There, he more than succeeded in his quest to establish himself as a favourite of the monarch – becoming gentleman of the royal bedchamber (and James’s lover) within a year. He would remain by the besotted King’s side for the next decade, with disastrous consequences for the country. It’s the Duke of Buckingham, George whose arrogance is credited with leading England into the Anglo-Spanish War, and whose political machinations indirectly led to the beheading of James’s son, Charles I.

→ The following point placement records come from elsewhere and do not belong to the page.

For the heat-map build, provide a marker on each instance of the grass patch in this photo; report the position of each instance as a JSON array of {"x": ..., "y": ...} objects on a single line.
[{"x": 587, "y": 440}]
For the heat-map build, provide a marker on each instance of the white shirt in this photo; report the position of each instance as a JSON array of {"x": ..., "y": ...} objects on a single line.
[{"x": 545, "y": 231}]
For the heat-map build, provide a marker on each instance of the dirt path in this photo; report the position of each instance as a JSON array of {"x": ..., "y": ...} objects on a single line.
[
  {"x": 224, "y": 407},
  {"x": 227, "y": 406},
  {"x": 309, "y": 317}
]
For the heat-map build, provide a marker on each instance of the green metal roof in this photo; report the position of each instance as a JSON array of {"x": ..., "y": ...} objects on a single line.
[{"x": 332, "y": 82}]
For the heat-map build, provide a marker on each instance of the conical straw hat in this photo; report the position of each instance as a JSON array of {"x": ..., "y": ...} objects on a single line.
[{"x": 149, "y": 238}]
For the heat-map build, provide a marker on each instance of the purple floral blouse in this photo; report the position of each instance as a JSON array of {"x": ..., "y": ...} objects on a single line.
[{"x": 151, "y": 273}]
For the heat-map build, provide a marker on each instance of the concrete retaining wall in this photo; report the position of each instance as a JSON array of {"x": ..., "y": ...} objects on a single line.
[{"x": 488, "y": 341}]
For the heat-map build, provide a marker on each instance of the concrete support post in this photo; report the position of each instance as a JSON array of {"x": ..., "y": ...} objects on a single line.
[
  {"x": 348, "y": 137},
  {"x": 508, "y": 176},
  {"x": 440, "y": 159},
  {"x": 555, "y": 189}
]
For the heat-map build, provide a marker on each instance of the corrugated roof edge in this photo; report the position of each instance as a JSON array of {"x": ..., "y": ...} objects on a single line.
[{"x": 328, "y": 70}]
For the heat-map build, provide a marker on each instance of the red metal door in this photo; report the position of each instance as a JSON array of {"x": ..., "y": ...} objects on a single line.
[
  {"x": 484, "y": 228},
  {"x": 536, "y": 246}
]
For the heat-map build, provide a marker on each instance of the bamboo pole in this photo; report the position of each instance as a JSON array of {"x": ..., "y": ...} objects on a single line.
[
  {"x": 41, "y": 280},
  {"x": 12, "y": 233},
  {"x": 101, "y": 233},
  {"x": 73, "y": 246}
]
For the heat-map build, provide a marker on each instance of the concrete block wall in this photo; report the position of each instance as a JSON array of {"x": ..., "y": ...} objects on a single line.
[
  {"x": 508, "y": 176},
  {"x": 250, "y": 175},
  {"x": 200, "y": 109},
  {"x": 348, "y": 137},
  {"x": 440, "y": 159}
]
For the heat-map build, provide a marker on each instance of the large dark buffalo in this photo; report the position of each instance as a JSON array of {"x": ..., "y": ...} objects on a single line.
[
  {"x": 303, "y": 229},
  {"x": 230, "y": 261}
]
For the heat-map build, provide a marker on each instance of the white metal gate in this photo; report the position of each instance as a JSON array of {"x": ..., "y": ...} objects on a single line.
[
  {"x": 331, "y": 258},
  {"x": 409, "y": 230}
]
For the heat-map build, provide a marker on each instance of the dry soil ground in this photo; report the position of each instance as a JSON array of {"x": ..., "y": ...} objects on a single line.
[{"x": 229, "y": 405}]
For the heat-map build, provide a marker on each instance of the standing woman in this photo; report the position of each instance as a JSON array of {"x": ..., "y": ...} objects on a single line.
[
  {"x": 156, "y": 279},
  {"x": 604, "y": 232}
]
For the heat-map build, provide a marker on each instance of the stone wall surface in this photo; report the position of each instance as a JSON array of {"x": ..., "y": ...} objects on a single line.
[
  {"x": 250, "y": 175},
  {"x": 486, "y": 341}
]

Killing Eve scribe DC Moore has penned the scripts for Mary & George, inspired by Benjamin Woolley’s The King’s Assassin, with filming currently underway in the UK. A number of England’s most celebrated sites are serving as backdrops, including Kent’s Sevenoaks. As for Moore’s costars? Newcomer Nicholas Galitzine will slip into George’s the Duke of Buckingham breeches, while Tony Curran will lend his Scottish accent to the role of James.